Met dit in gedachten heeft een team van onderzoekers uit Japan de migratie van nanoplastics in verschillende bodemtypes bestudeerd. De studie werd geleid door Kyouhei Tsuchida, een Ph.D. student van het Nationaal Instituut voor Geavanceerde Industriële Wetenschap en Technologie (AIST) en Waseda University, met medestudenten Yukari Imoto, Takeshi Saito en Junko Hara, ook van AIST, en Professor Yoshishige Kawabe van de Afdeling Hulpbronnen en Milieu Engineering aan Waseda University. Deze studie werd online gepubliceerd in het tijdschrift Science of the Total Environment op 4 april 2025.
De onderzoekers concentreerden zich op de adsorptie van nanoplastics op de bodem en de aggregatie-eigenschappen van zowel de nanoplastics als de bodemdeeltjes onder verschillende pH-omstandigheden. “De aggregatie-eigenschappen van nanoplastics en hun adsorptie op bodemdeeltjes zijn bekend om hun invloed op de migratie in de bodem,” merkt Tsuchida op. “We hebben experimenten uitgevoerd om deze eigenschappen te analyseren en zo een beter begrip te krijgen van de migratie van nanoplastics.”
Het onderzoeksteam richtte zich op drie belangrijke aspecten. Ten eerste, de homo- of zelfaggregatie van de nanoplastics. Ten tweede, de adsorptie-eigenschappen van de nanoplastics op de bodem, en ten derde, hoe de adsorptie van nanoplastics de aggregatie van bodemdeeltjes beïnvloedt.
Om het gedrag van de nanoplastics onder verschillende bodemomstandigheden te begrijpen, gebruikten de onderzoekers twee verschillende soorten bodem: andosol (vulkaanbodem) en fijne zand. “Zowel andosol als fijne zand hebben extreem verschillende eigenschappen, en we hebben deze twee gebruikt om een breder idee te krijgen van hoe het gedrag van nanoplastics verandert in relatie tot de samenstelling en oppervlakte-eigenschappen van de bodem,” legt co-auteur Hara uit.
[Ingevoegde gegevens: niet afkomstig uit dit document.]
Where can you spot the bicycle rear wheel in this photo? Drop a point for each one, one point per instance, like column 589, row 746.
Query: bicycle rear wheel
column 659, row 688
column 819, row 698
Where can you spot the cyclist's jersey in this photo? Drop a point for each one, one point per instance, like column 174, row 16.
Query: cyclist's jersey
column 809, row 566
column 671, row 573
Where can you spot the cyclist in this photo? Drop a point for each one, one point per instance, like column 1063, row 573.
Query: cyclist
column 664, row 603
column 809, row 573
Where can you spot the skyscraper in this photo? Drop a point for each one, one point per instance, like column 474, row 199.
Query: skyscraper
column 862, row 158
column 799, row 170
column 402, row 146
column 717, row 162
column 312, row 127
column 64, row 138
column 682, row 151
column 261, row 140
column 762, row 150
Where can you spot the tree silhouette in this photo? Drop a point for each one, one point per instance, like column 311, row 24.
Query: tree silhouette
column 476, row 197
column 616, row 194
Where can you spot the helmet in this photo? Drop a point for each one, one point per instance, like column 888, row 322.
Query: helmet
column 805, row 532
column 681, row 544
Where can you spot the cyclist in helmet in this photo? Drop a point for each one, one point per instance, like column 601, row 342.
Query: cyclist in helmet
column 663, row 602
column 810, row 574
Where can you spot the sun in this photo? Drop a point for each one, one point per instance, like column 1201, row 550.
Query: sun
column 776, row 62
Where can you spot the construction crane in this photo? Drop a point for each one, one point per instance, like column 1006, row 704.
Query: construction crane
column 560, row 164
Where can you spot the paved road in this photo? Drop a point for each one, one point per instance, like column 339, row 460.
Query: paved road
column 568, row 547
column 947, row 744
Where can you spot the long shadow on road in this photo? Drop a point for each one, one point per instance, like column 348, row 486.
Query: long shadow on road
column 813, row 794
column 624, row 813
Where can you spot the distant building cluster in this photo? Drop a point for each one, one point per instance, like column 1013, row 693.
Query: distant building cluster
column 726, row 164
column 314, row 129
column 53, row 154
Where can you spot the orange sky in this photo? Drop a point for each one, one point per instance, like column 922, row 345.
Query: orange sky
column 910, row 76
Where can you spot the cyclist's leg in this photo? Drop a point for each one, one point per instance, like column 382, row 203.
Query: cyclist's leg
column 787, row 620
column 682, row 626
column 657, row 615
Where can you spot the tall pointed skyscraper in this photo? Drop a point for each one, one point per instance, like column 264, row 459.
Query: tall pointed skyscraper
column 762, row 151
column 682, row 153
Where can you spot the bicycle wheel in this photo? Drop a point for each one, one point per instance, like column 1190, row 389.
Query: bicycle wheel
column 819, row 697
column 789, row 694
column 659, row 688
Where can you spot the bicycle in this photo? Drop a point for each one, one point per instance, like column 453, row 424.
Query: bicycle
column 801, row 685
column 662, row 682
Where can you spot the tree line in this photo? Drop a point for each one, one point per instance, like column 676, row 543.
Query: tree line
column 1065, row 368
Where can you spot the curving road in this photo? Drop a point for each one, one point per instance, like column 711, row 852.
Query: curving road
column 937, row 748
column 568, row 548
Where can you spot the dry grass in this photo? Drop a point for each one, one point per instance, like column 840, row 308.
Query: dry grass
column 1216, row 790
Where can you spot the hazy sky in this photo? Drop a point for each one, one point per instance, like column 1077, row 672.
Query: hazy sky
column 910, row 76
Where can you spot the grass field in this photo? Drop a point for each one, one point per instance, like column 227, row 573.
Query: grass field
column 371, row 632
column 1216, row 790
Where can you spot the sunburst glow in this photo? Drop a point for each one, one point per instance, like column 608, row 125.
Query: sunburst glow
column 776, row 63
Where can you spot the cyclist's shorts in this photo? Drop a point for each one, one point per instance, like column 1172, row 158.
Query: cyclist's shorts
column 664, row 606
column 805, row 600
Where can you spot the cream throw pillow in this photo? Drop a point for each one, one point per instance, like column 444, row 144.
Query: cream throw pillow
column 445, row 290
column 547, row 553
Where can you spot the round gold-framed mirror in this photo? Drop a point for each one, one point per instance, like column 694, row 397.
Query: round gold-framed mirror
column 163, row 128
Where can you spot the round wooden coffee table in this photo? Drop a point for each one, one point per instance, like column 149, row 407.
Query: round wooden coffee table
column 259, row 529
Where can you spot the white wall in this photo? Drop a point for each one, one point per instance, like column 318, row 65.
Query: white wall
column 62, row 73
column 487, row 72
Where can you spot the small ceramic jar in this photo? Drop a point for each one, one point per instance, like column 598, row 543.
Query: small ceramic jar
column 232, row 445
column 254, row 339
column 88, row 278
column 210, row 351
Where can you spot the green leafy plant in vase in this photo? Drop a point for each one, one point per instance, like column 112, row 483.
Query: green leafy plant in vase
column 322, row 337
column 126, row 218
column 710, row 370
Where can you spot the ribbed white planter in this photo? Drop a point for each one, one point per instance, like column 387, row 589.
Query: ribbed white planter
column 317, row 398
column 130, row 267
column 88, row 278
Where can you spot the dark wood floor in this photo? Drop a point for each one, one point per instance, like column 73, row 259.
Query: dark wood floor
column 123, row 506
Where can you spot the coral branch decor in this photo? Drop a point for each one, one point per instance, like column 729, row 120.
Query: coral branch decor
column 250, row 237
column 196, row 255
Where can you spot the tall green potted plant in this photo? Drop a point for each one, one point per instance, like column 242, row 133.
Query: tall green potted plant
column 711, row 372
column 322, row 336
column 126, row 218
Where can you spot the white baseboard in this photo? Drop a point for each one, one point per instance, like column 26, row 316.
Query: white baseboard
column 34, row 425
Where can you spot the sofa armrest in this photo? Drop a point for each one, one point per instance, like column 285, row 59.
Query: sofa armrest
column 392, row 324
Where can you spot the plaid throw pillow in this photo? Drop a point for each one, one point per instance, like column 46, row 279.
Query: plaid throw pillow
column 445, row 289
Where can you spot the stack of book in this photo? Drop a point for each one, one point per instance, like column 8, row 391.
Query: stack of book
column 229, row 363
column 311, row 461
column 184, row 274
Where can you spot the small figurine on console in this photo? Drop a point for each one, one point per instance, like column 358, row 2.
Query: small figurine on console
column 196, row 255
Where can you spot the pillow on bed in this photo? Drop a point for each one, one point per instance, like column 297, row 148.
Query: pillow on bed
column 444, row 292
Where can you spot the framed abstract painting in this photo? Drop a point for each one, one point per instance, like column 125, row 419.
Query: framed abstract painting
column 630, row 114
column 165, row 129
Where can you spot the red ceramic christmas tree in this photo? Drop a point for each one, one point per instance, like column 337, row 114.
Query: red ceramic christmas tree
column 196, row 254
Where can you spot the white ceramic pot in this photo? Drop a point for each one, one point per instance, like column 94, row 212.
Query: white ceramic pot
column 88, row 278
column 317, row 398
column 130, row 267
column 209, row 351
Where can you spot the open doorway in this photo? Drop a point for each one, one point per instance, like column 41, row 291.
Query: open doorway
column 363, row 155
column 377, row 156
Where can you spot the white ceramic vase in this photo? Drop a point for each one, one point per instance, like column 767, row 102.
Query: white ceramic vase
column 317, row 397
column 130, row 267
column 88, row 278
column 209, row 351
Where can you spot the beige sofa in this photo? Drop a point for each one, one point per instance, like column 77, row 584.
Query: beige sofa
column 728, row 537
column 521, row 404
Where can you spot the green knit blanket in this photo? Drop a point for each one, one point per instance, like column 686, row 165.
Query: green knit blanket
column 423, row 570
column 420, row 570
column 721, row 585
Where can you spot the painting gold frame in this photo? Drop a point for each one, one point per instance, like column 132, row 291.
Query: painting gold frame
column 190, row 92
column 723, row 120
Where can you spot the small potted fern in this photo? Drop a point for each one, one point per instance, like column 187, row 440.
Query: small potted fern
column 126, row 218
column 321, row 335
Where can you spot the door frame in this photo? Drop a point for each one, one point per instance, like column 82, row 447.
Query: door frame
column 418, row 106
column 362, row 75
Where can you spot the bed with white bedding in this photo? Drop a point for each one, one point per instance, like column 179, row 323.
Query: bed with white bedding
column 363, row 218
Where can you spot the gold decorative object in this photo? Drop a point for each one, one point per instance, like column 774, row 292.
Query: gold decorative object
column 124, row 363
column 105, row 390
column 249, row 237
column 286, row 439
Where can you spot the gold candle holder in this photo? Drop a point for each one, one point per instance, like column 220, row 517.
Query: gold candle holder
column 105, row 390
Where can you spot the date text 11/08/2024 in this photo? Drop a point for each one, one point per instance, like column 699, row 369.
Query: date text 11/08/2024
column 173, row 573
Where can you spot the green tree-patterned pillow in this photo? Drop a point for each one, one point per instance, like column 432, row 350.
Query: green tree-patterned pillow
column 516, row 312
Voor de zelfaggregatiestudies van de nanoplastics bereidde het team eerst een suspensie van polystyreen nanodeeltjes voor onder drie verschillende pH-omstandigheden. Vervolgens bepaalden ze de deeltjesgrootte, aggregaatdeeltjesgrootte en zeta-potentiaal—een maat voor de elektrische lading op de deeltjesoppervlakken, wat helpt de stabiliteit van nanodeeltjes te bepalen.
Bovendien testten de onderzoekers de adsorptie-eigenschappen van de polystyreen nanodeeltjes op de twee bodemtypes onder variërende pH-omstandigheden. Om het adsorptiegedrag te analyseren, gebruikten de onderzoekers batchadsorptietests. “We gebruikten batchadsorptietests om dieper inzicht te krijgen in hoe plastic deeltjes zich ophopen in bodemporiën. Deze eigenschap is niet goed uitgelegd in kolomstudies,” legt co-auteur Kawabe uit.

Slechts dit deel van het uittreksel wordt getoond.